Hillsborough Reformed Church at Millstone

Hillsborough Reformed Church at Millstone

Sermonjanuary292012

Hillsborough Reformed Church at Millstone

“Unchained and Fettered”

“Knowledge puffs up but love builds up.(I Cor. 8:1)”

We have a problem with the gospel. We hardly get starting reading Mark’s gospel, the one gospel of the four that scholars think was the first written, than we run into an unclean spirit. A pneumatic akatharto.

A demon.

Normally when we come to passageslike this in the Bible, which can be a little embarrassing to modern sensibilities, we read through them quickly, or just ignore words like “demon” and “unclean spirit” altogether and move on, skimming over the surface of the passage like a flat stone skims across the water of the pond when thrown just right.

The only problem is, the Bible really doesn’t let us do that. We can’t help but trip over it – it is right there at the beginning of Mark’s gospel and hardly the only time we come across these troublesome words – “demon” and “unclean spirit.”[1] This unclean spirit is a menace. First of all it makes the person who is possessed rave like a madman, then it attacks Jesus on a very personal basis – the unclean spirit knows who Jesus is, and then Jesus addresses it personally and exorcizes it. That is pretty hard to ignore. Everyone, it seems – right here in the opening chapter of the gospel – the man possessed, Jesus, and the disciples all interact with this unclean spirit, behaving as if it is real.

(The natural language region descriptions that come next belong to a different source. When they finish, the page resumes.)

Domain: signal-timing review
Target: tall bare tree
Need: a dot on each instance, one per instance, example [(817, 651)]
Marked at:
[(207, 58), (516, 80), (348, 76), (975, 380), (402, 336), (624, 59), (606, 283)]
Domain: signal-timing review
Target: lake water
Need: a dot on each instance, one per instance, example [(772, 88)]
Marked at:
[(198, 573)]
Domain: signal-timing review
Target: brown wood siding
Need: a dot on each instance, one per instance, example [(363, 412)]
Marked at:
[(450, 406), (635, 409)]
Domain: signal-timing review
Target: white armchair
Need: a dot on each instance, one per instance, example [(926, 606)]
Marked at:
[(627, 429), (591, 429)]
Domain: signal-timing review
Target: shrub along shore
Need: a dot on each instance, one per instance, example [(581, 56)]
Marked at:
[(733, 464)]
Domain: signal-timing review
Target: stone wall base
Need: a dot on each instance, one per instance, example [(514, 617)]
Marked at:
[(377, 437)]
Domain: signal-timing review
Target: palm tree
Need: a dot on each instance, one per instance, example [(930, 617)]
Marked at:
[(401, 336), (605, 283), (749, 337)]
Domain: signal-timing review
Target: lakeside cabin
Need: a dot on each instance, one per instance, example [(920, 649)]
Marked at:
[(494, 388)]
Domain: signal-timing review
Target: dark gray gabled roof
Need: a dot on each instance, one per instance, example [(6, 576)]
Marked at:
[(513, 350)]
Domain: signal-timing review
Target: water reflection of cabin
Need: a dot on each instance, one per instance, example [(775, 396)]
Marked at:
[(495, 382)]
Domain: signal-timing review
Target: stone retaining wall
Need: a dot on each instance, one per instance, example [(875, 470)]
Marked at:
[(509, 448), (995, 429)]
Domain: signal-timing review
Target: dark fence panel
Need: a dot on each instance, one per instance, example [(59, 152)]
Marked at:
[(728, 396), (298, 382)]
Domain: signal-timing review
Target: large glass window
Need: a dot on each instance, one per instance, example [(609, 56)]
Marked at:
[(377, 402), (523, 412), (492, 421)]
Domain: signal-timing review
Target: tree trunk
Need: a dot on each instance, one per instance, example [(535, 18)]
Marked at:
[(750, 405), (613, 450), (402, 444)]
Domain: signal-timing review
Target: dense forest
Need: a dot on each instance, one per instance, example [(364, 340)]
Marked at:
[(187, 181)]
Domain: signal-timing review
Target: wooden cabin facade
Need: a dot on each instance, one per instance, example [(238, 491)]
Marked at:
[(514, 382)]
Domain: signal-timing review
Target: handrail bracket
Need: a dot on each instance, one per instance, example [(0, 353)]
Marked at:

The modern way of dealing with this is to say that the man was mentally ill. Okay. But if we look at it that way, we miss the power of the passage. So I say, let’s deal with the passage on its own terms.

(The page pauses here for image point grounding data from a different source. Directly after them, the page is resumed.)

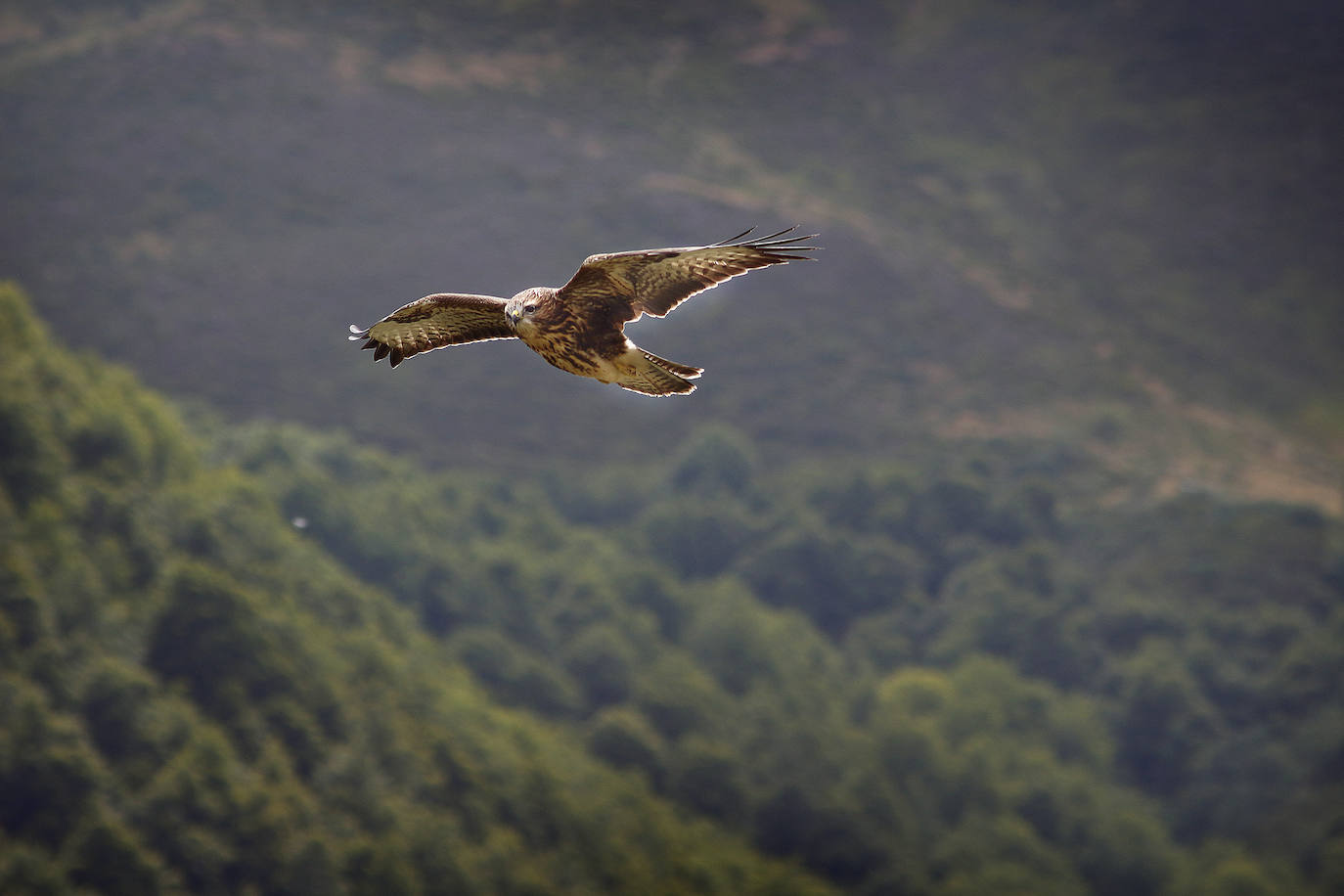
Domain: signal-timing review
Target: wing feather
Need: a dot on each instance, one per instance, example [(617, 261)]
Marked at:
[(653, 281), (434, 321)]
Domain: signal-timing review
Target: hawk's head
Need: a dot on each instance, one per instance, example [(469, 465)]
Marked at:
[(521, 306)]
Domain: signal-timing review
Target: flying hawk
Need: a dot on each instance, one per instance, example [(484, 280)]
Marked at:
[(579, 327)]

The man with the unclean spirit had lost control of himself and was being dominated by the demon.

That’s what the gospel passage is about, and that is what we need to see to be amazed, like the people who witnessed the freeing of the man were amazed long ago.

Because our Jesus is still casting out unclean spirits today, in the here and now.

The truth is – and it is the truth of this passage, that the only way to freedom is through Jesus Christ.

Jesus and Jesus alone can free us from the things that possess us – the things that control us and dominate us and move us away from God.

Without Jesus, according to the Bible, we are slaves to sin. It is not our natural inclination to turn to God and love him. A multitude of things stand between us and God, our sin being the all embracing category. We put ourselves first. We covet things. We gossip about others. We wish others ill. We have enemies. We hold back in our commitment to the church.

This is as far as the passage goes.